Their latest album, Veckatimest, is truly an experience. Southern Point, the opening track, just kind of drops in on you--jangling guitar strings and taps on the Chris Bear's ride cymbals feels like more of a middle-of-the-album slowdown type song, until around 1:00. The guitar and drums slowly build, pause, and then come crashing out. Never once does Dan Rossen stop his fingers from performing their intricate dance around his guitar's fretboard. He lets loose with "in the end/you'll never find me now" sounding like he's trapped in your shower upstairs while simultaneously pouring your mother a glass of Shiraz, telling her that she'll never "come to him." I think this speaks for Grizzly Bear as a whole--their music is truly a conversation with the listener. Sure, it's torturous at times, but it's because they actually mean it.

And then you meet the alter ego of Grizzly Bear. Fittingly enough, the second track on the album, Two Weeks, gives you just that. When I saw them perform last year, I was most struck by the fact that Chris Bear, their drummer and producer, was perhaps the most unique and musical of the lot. Having been a drummer for many years--and a depraved egoist for many more--I've always had a beef with the fact that drummers, while entirely integral, never have as much creative joy as the other instrumentalists. Chris Bear proves me wrong. Two Weeks  is probably Grizzly Bear's best song, and Bear is more than a minor influence on that. His drums dance an odd-military march meets art-house syncopation. It's as though he learned to play on pots and pans strewn around the kitchen, and adapted this model for the kit. At their show, he played without a kick drum. I was agog. The kickdrum, the literal heartbeat of the set, and he managed to do without. Beautiful. Anyway--Two Weeks is thus foundation-ed by Bear's snare chops. The roofing of this metaphorical palace is simple enough--a synth made to sound as a slightly flat and tinny piano, followed by a beautifully minimal Rhodes organ providing support columns. (I'm sick of the house metaphor.) But, but, but--the most fucking important and glaringly obvious aspect of Grizzly Bear's music are the voices. Two Weeks is sung, actually and completely sung, by Ed Droeste, founding member and lead man extraordinaire. His voice is a mellow and haunting baritone, almost burlesque-meets-opera. Droeste also does part of his backup vocals, providing a fascinating counterpoint to his voice during the pre-chorus. He is introduced, met and matched by a ghostly choir of Rossen, Bear, and Chris Taylor (multi-instrumentalist...I've seen him play bass, guitar, clarinet, and just sing). They harmonize so fucking well. It's really a jaw-dropping experience. Despite the cliche of admitting cliche, this band makes me want to cry I love them so much. (I forget which one, but one of them admitted to a lot of stupid fights over harmonies during the making of Yellow House.) 

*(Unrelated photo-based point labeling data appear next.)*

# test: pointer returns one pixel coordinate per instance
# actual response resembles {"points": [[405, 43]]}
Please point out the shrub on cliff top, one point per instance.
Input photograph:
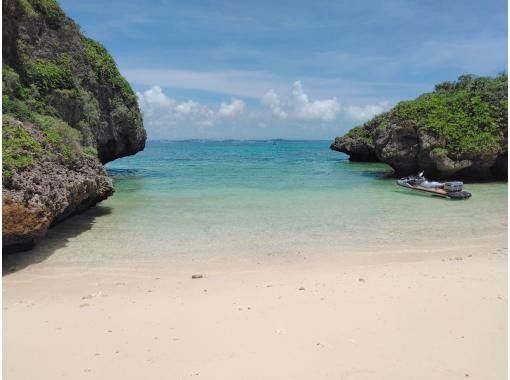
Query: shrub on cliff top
{"points": [[104, 66], [468, 115]]}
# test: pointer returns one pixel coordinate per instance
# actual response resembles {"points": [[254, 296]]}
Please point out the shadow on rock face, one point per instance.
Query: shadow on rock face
{"points": [[57, 237]]}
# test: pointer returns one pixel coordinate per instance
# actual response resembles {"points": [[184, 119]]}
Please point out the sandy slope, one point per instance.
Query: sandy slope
{"points": [[440, 315]]}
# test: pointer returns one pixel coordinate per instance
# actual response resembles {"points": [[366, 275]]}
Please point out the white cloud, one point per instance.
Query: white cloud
{"points": [[300, 107], [364, 113], [324, 110], [166, 117], [235, 108], [162, 112], [271, 100]]}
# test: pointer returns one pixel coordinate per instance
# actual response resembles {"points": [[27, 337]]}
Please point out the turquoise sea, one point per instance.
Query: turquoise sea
{"points": [[268, 197]]}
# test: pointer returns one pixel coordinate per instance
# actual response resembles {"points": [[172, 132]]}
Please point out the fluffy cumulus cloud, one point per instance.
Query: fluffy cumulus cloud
{"points": [[323, 110], [161, 110], [233, 109], [300, 107], [366, 112], [271, 100], [165, 117]]}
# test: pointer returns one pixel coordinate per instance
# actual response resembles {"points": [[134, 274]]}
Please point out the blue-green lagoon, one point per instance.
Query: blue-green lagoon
{"points": [[265, 197]]}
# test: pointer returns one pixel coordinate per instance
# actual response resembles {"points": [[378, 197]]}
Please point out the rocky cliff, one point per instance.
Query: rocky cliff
{"points": [[66, 111], [459, 130]]}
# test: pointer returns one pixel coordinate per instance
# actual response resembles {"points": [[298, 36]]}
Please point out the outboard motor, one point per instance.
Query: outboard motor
{"points": [[454, 189]]}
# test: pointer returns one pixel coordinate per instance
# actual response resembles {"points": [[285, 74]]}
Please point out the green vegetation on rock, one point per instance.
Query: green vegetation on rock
{"points": [[469, 116], [20, 148], [67, 87], [104, 67]]}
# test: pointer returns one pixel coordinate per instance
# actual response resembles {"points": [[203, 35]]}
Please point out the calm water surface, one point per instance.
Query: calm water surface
{"points": [[269, 197]]}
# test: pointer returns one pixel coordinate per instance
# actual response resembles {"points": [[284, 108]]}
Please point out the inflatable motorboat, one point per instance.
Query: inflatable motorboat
{"points": [[451, 190]]}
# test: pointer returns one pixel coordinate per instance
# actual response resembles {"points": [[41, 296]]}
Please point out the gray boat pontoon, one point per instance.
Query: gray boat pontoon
{"points": [[451, 190]]}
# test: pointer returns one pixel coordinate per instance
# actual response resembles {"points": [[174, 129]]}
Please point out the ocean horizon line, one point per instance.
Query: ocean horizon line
{"points": [[235, 140]]}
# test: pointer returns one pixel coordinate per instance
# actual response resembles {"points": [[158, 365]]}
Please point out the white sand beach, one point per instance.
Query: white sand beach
{"points": [[440, 314]]}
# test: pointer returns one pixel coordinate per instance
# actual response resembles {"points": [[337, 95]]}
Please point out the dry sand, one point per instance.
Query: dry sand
{"points": [[415, 315]]}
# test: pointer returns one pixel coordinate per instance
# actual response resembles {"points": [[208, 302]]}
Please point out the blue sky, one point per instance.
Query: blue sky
{"points": [[288, 69]]}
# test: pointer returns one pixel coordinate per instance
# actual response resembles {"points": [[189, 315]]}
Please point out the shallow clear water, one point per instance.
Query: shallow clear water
{"points": [[266, 197]]}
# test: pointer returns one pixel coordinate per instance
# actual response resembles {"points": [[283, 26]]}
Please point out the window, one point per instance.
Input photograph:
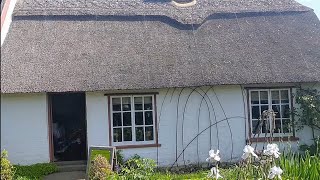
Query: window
{"points": [[278, 100], [133, 119]]}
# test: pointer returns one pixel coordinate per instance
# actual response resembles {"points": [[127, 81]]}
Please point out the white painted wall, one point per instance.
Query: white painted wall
{"points": [[232, 104], [24, 125], [7, 20], [231, 101], [24, 128]]}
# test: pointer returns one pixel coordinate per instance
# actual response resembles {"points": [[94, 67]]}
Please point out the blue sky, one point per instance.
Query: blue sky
{"points": [[314, 4]]}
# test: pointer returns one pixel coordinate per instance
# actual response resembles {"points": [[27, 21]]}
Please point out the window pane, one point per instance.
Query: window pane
{"points": [[117, 119], [148, 118], [286, 125], [264, 97], [138, 103], [116, 104], [127, 119], [255, 127], [284, 96], [254, 97], [275, 97], [139, 134], [276, 109], [264, 108], [139, 118], [277, 128], [149, 133], [147, 103], [255, 112], [127, 134], [117, 135], [285, 111], [126, 104]]}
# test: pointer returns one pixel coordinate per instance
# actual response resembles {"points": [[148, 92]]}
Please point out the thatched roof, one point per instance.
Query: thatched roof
{"points": [[64, 46]]}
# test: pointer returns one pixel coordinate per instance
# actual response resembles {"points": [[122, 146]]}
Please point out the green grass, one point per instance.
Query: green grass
{"points": [[295, 167], [34, 172]]}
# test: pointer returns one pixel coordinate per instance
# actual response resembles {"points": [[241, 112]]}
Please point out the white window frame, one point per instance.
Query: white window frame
{"points": [[133, 126], [269, 90]]}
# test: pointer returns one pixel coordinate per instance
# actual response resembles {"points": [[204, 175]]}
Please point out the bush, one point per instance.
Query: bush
{"points": [[36, 171], [120, 158], [7, 170], [313, 149], [138, 168], [99, 168]]}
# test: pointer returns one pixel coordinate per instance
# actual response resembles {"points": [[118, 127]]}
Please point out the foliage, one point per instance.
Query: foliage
{"points": [[104, 153], [301, 167], [137, 168], [7, 170], [309, 111], [100, 168], [36, 171], [120, 158], [294, 166]]}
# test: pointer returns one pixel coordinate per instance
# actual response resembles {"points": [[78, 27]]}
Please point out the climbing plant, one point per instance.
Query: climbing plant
{"points": [[309, 109]]}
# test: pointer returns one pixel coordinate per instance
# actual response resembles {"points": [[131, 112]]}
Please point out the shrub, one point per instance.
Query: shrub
{"points": [[120, 158], [99, 168], [7, 170], [313, 149], [35, 171], [138, 168]]}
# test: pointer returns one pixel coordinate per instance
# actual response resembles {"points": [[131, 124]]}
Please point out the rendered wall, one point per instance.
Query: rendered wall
{"points": [[195, 109], [192, 109], [24, 128]]}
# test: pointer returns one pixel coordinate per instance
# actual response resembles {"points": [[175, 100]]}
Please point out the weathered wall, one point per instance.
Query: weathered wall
{"points": [[219, 103], [24, 128], [24, 125], [194, 113]]}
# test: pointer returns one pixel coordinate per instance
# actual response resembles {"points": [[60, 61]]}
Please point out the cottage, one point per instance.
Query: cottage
{"points": [[168, 80]]}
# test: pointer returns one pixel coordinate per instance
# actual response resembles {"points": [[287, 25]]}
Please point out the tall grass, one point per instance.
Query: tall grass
{"points": [[294, 166], [297, 166]]}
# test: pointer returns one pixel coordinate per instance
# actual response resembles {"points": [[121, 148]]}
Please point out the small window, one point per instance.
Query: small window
{"points": [[132, 119], [278, 100]]}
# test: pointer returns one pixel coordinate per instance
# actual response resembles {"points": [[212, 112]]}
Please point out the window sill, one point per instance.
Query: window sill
{"points": [[138, 146], [278, 139]]}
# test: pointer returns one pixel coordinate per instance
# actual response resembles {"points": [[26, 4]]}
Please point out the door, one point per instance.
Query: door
{"points": [[68, 126]]}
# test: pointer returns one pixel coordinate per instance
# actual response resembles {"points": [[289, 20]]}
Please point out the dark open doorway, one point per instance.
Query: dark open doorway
{"points": [[68, 118]]}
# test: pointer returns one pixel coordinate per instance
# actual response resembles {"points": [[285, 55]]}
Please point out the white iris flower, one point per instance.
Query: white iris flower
{"points": [[275, 171], [248, 150], [272, 150], [213, 156], [214, 172]]}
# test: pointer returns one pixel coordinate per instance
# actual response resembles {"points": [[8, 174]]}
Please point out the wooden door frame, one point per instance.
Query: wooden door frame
{"points": [[50, 122]]}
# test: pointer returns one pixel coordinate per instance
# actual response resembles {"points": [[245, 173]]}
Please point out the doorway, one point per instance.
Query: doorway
{"points": [[68, 118]]}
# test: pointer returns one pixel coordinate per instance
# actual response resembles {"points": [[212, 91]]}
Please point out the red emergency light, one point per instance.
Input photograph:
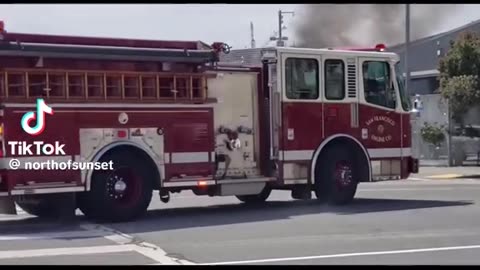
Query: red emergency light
{"points": [[378, 48]]}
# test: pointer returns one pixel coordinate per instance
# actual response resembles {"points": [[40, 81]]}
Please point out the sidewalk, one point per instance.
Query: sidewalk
{"points": [[448, 172]]}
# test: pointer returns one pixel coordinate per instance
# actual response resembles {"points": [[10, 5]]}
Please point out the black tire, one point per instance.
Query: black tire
{"points": [[104, 203], [258, 198], [331, 186]]}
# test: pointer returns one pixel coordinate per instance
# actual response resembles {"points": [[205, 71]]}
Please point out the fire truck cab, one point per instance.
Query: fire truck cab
{"points": [[169, 117]]}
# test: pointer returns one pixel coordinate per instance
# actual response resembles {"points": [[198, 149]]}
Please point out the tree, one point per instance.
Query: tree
{"points": [[459, 74]]}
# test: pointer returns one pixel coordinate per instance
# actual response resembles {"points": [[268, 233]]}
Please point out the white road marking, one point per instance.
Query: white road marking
{"points": [[405, 251], [146, 249], [52, 235], [25, 253]]}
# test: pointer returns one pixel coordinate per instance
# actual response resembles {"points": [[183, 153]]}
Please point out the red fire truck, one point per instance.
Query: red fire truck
{"points": [[169, 117]]}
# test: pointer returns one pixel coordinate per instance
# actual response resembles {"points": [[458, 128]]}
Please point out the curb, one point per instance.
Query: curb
{"points": [[452, 176]]}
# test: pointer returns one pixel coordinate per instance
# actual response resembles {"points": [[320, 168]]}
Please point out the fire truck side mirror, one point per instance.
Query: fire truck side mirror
{"points": [[417, 107]]}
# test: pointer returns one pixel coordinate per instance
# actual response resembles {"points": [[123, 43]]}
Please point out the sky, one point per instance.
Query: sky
{"points": [[206, 22]]}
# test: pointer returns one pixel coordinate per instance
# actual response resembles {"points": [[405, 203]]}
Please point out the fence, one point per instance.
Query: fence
{"points": [[464, 149]]}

That statement of amour may seem trite in the arms-crossed crowd of Indie music, but there's no denying that a band like Grizzly Bear, with a song like Two Weeks, is at once magnificent, heraldic, and simply sublime. They're impossible to label; maybe that's what draws me back. 

The rest of the album returns to type-A Grizzly Bear, heavily reverberated guitars and the Dan-Ed duo, softly beating drums and dark tones out of the bass, until, like in All We Ask, the paint is finally thrown on the canvas and the stage lights up. It's at once folky and kind of hardcore. There are other highlights on the album (the pulsating, driving beat and old-school sci-fi tones of Ready, Able; the Spanish-guitar-influenced About Face, and of course; While You Wait for the Others, one of my favorite songs of all time), but more than anything, it's a stellar album in that you have to sit down and really listen to it. It's good for reading to, writing to, thinking to, and grooving to, but it's not the type of thing you can go all the way with while you are driving or trying to entertain guests. Sometimes the folksy and depressing tunes found in the middle of the album can drag a bit if proper attention isn't paid them, and sometimes Grizzly Bear just doesn't fit the mood. But fear not: after your first listen, there's nothing that would fit the mood besides Veckatimest. 

(What exactly that mood is, I couldn't say. Just buy the fucking album already.)